A man who presented at a hospital with symptoms similar to lung cancer had actually developed serious chest issues after using petroleum jelly on his dry nose.
An academic article outlines how the 53-year-old man presented at the respiratory department at University Hospital Limerick.
He had received multiple courses of oral antibiotics for suspected pneumonia, “with no significant improvement”.
He also had difficulty breathing and was coughing blood, with a physical examination showing reduced air entry on his right-hand side.
A chest x-ray showed consolidation in the right middle lobe in the right lung, with a high clinical suspicion of malignancy.
When the patient was re-interviewed, the medics asked specifically about over-the-counter drug use.
“The patient described the frequent application of petroleum jelly to his nostrils, in an attempt to relieve the ongoing symptoms of nasal dryness,” said doctors.

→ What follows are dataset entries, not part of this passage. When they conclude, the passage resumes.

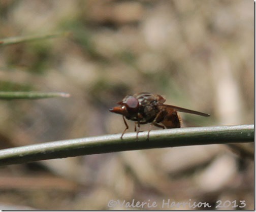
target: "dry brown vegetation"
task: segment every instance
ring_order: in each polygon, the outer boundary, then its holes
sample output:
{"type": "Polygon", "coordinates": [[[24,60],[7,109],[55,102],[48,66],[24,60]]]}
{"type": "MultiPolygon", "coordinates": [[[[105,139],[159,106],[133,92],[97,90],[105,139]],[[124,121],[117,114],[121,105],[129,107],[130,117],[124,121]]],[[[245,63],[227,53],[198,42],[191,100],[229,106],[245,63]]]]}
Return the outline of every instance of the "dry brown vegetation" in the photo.
{"type": "MultiPolygon", "coordinates": [[[[121,117],[108,109],[140,92],[211,115],[182,114],[187,126],[253,123],[253,2],[243,0],[2,0],[0,38],[70,34],[0,46],[0,90],[71,97],[1,101],[1,148],[121,133],[121,117]]],[[[146,209],[191,209],[162,208],[170,199],[208,202],[212,209],[217,200],[244,200],[242,209],[252,209],[253,161],[229,148],[152,149],[2,167],[0,208],[121,209],[126,207],[108,203],[150,199],[158,206],[146,209]]]]}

The man was advised to stop doing this and a check, three months later, showed “marked improvement”.
The authors of the article said it showed the importance of taking a thorough patient history.

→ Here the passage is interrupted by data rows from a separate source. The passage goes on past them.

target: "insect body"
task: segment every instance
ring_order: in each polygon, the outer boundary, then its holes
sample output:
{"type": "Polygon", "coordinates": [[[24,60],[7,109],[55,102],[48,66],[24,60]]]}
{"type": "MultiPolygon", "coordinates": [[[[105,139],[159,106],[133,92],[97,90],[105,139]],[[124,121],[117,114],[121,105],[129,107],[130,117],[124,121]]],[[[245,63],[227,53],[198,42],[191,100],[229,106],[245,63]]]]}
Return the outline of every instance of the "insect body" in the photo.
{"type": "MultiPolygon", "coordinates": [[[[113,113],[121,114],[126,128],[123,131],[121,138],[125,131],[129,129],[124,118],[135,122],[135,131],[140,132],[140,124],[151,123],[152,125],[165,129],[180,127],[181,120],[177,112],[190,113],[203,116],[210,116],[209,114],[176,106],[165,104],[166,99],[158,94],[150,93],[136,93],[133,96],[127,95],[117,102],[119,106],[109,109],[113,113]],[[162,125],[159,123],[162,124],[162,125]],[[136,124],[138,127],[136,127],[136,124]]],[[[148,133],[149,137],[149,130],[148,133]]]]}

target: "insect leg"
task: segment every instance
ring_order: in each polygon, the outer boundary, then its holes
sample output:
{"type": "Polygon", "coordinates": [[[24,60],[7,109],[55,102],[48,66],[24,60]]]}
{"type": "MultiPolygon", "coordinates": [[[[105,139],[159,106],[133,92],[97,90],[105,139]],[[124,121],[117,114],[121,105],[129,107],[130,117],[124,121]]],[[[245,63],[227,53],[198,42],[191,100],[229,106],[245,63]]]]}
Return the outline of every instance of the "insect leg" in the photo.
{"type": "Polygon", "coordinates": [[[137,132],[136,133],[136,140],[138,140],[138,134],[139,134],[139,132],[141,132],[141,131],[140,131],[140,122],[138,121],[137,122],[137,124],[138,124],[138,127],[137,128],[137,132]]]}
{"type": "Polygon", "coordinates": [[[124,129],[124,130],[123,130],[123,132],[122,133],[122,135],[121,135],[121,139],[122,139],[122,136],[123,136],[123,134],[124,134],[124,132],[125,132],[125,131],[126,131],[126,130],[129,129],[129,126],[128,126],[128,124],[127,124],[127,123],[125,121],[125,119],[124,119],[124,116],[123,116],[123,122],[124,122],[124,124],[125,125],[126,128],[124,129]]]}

According to the report: “The frequent application of petroleum jelly to his nostrils, to alleviate the dryness, resulted in the gradual aspiration of the oily substance and lipid accumulation within the right interstitial lung tissue.”
The article, by medics at the Department in UHL and the University of Limerick, is entitled ‘An Unusual Case of Recurrent Chest Infections’ and was published in a journal of respiratory medicine case reports.